SELON UNE ÉQUIPE de chercheurs de l’IRMES – une structure dépendant de l’Institut national du sport (INSEP) et créée en 2006 pour « donner une nouvelle dynamique » au développement de connaissances en matière de recherche médicale appliqué au sport –, les sportifs de haut niveau ont, en général, un équilibre psychologique comparable à celui du reste de la population, voire meilleur. L’étude, publiée le 4 mai dans la revue PLoS ONE, « montre que, contrairement à ce qui a été parfois dit dans les années 1990 sur la rétribution psychologique de la pratique du sport de haut niveau, il n’y a pas d’addiction aux grandes sensations qui aille au-delà de l’équilibre », précise le directeur de l’IRMES, le Pr Jean-François Toussaint.
Conduite par Karine Schaal, cette recherche épidémiologique a été menée pendant deux ans (2008 et 2009), au niveau national, en collaboration avec les Centres de ressource, d’expertise et de performance sportive (CREPS), les centres médico-sportifs et les professionnels du suivi des sportifs de haut niveau. Les résultats ont été obtenus grâce à une grille de lecture commune, à partir de l’entretien médico-psychologique devenu obligatoire en 2006 pour chaque athlète. Au total, plus de 2 000 sportifs de haut niveau ont été pris en compte.
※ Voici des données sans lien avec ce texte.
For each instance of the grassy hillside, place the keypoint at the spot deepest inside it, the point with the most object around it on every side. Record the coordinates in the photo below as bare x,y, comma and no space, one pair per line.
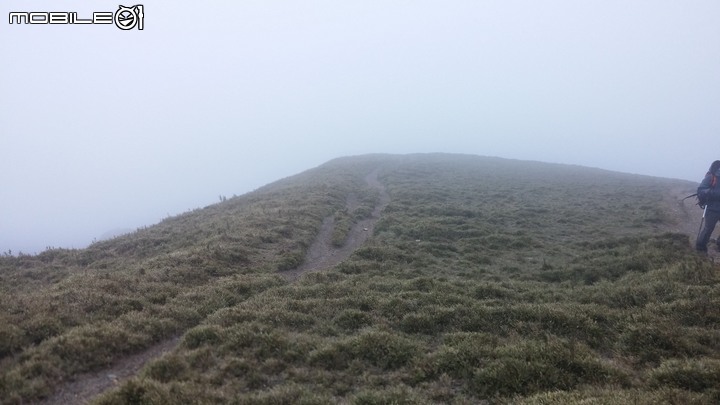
485,280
De la même manière que dans la population générale, la prévalence des troubles varie selon le sexe et l’âge. Les troubles anxieux et dépressifs ainsi que les troubles du comportement alimentaire et les troubles du sommeil sont plus l’apanage des femmes. « Mais il faut dire aussi que les femmes communiquent plus facilement sur ces sujets que les hommes », note Karine Schaal. Les comportements agressifs et les abus de substances sont, en revanche, plus fréquents chez les sujets masculins. Les troubles majeurs du comportement alimentaire, tels que l’anorexie et la boulimie, affectent moins de 1 % des sportifs de haut niveau, ce qui correspond au taux rapporté dans la population générale. Les troubles dits mineurs affectent plus les sportifs pratiquant un sport de contact à catégorie de poids (boxe, judo...) mais ils ne font que refléter les contraintes liées à la compétition. Par ailleurs, la prévalence des épisodes dépressifs augmente également avec l’âge.
L’optimisme face au danger.
Le trouble le plus fréquemment identifié, l’« anxiété généralisée », affecte seulement 6 % des sportifs de haut niveau, contre 14 % de la population française du même âge (en moyenne, 18 ans et demi). De même, la dépression majeure est moins fréquente : moins de 1 % chez les sportifs contre 2,6 % dans la population. L’étude met en avant l’importance de l’environnement du sportif. Si une faible minorité des athlètes (4 %) est exposé à un ou plusieurs facteurs environnementaux « néfastes » (dans la sphère familiale, scolaire ou sportive), ceux-ci présentent alors 2 à 3 fois plus de risque de souffrir d’un trouble psychopathologique par rapport aux autres. Les auteurs de l’étude montrent également que les troubles anxieux et dépressifs sont identifiés le plus souvent chez les sportifs (17 %) et les sportives (39 %) pratiquant une discipline esthétique comme la gymnastique, le patinage artistique ou la natation synchronisée. « Cela s’explique sans doute par le fait que la réussite dépend de l’appréciation d’un jury. Or, comme on peut le voir ailleurs dans la littérature, ce facteur, considéré comme un manque de contrôle de la part du sportif, est anxiogène », souligne Karine Schaal. À l’inverse, les troubles dépressifs sont très peu observés dans les sports à risque tels que le parachutisme, le parapente, le deltaplane ou les sports de glisse. Pour la chercheuse, cet équilibre des sportifs découle certainement de leur aptitude à gérer le stress et de leur « biais optimiste face au danger ».